Heitere Weltliteratur

Hallo,
als ich im Geiste so die Bücher durchgegangen bin, die ich gelesen habe und die m. E. zu den bedeutenden Romanen der Weltliteratur gezählt werden können, ist mir aufgefallen dass dabei kein einziges heiteres Buch ist.
Bei den Dramen fielen mir schon ein paar ein, aber bei Romanen habe ich fast den Eindruck das Heiterkeit keine Weltgeltung zulässt.

Kann mir jemand Gegenbeispiele liefern?

Gruß
Werner

Hallo,

auch auf die Gefahr hin, das damit wieder eine Diskussion über irgendeinen Literaturkanon angezettelt wird, hier ein paar Beispiele für Humor in der „Weltliteratur“, wobei für mich nicht die Form des Roman, sondern auch Anderes zählt (zB Novelle, Essays):

  • Petronius: Das Gastmahl des Trimalchio
  • M. de Cervantes: Don Quichotte
  • M. Twain: Fast alles
  • H. Mann: Bekenntnisse des Hochstaplers Felix Krull
  • H. Böll: Ende einer Dienstfahrt und viele kleine satirische Kurzgeschichten (Böll war ein Meister der Satire und der gepflegten Absurdität).
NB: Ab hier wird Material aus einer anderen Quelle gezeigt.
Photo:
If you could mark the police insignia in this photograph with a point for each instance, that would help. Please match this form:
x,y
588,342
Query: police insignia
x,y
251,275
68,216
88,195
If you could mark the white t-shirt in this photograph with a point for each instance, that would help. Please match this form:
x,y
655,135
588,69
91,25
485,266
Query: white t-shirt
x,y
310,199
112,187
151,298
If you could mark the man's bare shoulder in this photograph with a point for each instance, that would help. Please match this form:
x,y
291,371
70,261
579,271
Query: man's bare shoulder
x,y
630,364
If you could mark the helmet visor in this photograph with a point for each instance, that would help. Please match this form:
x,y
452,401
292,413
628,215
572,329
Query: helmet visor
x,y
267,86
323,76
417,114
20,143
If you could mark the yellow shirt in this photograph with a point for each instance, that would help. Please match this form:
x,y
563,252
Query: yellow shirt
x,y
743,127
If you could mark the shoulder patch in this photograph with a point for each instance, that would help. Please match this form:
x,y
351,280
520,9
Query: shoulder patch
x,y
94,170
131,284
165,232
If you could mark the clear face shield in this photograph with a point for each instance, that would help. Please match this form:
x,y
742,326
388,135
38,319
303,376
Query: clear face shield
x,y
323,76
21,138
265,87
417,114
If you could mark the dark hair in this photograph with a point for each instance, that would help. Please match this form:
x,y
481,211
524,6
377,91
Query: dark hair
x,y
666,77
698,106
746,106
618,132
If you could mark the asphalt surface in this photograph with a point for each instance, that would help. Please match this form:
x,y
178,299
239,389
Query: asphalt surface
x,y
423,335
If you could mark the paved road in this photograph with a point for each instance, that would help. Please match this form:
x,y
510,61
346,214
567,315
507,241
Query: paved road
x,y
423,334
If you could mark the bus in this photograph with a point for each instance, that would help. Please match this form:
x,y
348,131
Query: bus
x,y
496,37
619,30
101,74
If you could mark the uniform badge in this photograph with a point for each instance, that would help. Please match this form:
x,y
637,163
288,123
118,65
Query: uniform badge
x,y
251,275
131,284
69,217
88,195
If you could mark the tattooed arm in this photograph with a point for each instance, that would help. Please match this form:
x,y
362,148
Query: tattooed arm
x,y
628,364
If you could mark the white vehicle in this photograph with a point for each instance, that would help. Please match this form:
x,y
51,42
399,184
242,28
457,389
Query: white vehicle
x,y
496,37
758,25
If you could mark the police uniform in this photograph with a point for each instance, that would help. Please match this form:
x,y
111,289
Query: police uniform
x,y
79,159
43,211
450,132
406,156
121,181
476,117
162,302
reicht das mal für den Anfang ?

Sterne, „Tristram Shandy“
Jean Paul
Rabelais „Gargantua“

Hallo,

was kennst du denn für Literatur *staun*

Kann mir jemand Gegenbeispiele liefern?

Klar :smile:

Orlando innamorato und
Orlando furioso
Ein Link zu beiden: http://de.wikipedia.org/wiki/Der_rasende_Roland

Don Quixote
Münchhausen
Till Eulenspiegel
Simplicissimus
Die Vagantendichtung
Der liebe Augustin

… um nur einige zu nennen.

Ach ja, da fällt mir gleich das Decameronund das Heptameronein.

Und unendlich mehr!

Gruß
Ann da Càva

Moin,

aus Spanien die Schelmenromane/novelas picarescas:
Anonym, Lazarillo de Tormes
http://de.wikipedia.org/wiki/Lazarillo_de_Tormes
Mateo Alemán, Guzmán de Alfarache
http://de.wikipedia.org/wiki/Mateo_Alem%C3%A1n#Deutsch
Francisco de Quevedo, Historia de la vida del Buscón
Es gibt verschiedene deutsche Übersetzungen. Ich kenne die von H.C. Artmann - zum Brüllen komisch
http://de.wikipedia.org/wiki/Francisco_de_Quevedo#De…

aus Frankreich:
Raymond Queneau, Zazie in der Metro / Zazie dans le métro
http://de.wikipedia.org/wiki/Zazie_in_der_Metro

Kein Roman, ebenfalls von Queneau, aber nur für Fans von stilistisch-akrobatischen Purzelbäumen im Reich der Absurdität:
Exercices de Style, 1947, dt.: „Stilübungen“, Suhrkamp, Frankfurt ISBN 3-518-22053-5 Buch anschauen
Die Anekdote „Autobus 5“ wird in 99 Varianten erzählt und dient dem Experimentieren Queneaus mit der französischen Sprache durch alle Stile, Slangs und Dialekte bis hin zur Lautschrift. Die Lektüre ist wegen der Sprach- und Lautspiele im französischen Original zu empfehlen, wenngleich die deutsche Übersetzung als geistig ebenbürtig gilt. (Die Übersetzung ist genial!)
http://de.wikipedia.org/wiki/Raymond_Queneau

Wer Online-Lesen mag: http://internettrash.com/users/murnau/queneau.htm
(ich frag mich, wieso das schon seit Jahren im Netz steht, trotz Copyright)

Pit

Hallo,

was kennst du denn für Literatur *staun*

Kann mir jemand Gegenbeispiele liefern?

Klar :smile:

Orlando innamorato und
^^^^^^^^^^^^^^^^^^^^^^^^^^^^^^^^
Orlando furioso

Ein Link zu beiden:
http://de.wikipedia.org/wiki/Der_rasende_Roland^^

Hm… Epos, aber kein Roman (wenn man jetzt wirklich von der Ursprungsfrage nach Romanen ausgehen will)

Don Quixote

Münchhausen

Till Eulenspiegel

auch beides keine Romane, sondern Erzählungssammlungen

Simplicissimus

das ist ein Werk, bei dem einem das Lachen im Hals steckenbleibt…

Die Vagantendichtung

fällt unter Lyrik

Der liebe Augustin

… um nur einige zu nennen.

Ach ja, da fällt mir gleich das Decameronund das Heptameron
ein.

sind auch beides Novellensammlungen…

Und unendlich mehr!

Gruß

Ann da Càva

1 „Gefällt mir“

Hallo,

ich fürchte, an deiner Beobachtung ist etwas dran. Gerade im deutschsprachigen Bereich scheint es damit mager auszusehen.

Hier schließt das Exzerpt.